The reason that the code can run without error is that batch_size
is set to be equal to max_length
. It won’t work if you change either of them. And the first parameter of nn.RNN
should be input_size
rather than the maximal sequence length. Besides, I would prefer writing vec_1 = torch.FloatTensor([[1], [2], [3]])
than vec_1 = torch.FloatTensor([[1, 2, 3]])
but here both are fine.
Here is a modified version:
batch_size = 4
max_length = 3
hidden_size = 2
n_layers =1
feature_dim = 1
# container
batch_in = torch.zeros((batch_size, max_length, feature_dim))
# data
vec_1 = torch.FloatTensor([[1, 2, 3]])
vec_2 = torch.FloatTensor([[1, 2, 0]])
vec_3 = torch.FloatTensor([[1, 0, 0]])
vec_4 = torch.FloatTensor([[2, 0, 0]])
batch_in[0] = vec_1
batch_in[1] = vec_2
batch_in[2] = vec_3
batch_in[3] = vec_4
batch_in = Variable(batch_in)
print(batch_in.size())
seq_lengths = [3,2,1,1] # list of integers holding information about the batch size at each sequence step
# pack it
pack = torch.nn.utils.rnn.pack_padded_sequence(batch_in, seq_lengths, batch_first=True)
print(pack)
rnn = nn.RNN(feature_dim, hidden_size, n_layers, batch_first=True)

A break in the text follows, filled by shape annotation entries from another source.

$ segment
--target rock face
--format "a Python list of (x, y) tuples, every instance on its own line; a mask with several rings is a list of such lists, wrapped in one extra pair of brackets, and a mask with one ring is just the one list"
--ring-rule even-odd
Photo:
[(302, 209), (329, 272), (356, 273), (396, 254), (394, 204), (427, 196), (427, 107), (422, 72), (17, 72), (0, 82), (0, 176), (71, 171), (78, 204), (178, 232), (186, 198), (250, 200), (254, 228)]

h0 = Variable(torch.randn(n_layers, batch_size, hidden_size))
#forward
out, _ = rnn(pack, h0)
# unpack
unpacked, unpacked_len = torch.nn.utils.rnn.pad_packed_sequence(out, batch_first=True)
print(unpacked)
and the output:
torch.Size([4, 3, 1])
PackedSequence(data=Variable containing:
1
1
1
2
2
2
3
[torch.FloatTensor of size 7x1]
, batch_sizes=[4, 2, 1])
Variable containing:
(0 ,.,.) =
-0.8313 -0.7238
-0.9355 0.3213
-0.9907 -0.0606
(1 ,.,.) =
-0.8365 -0.0670
-0.9559 -0.0762
0.0000 0.0000
(2 ,.,.) =
-0.2423 -0.1630
0.0000 0.0000
0.0000 0.0000
(3 ,.,.) =
-0.9419 0.0727
0.0000 0.0000
0.0000 0.0000
[torch.FloatTensor of size 4x3x2]
We can see that the last row of the second output is a zero vector, this is reasonable because we don’t intend to feed the PAD symbol into RNN.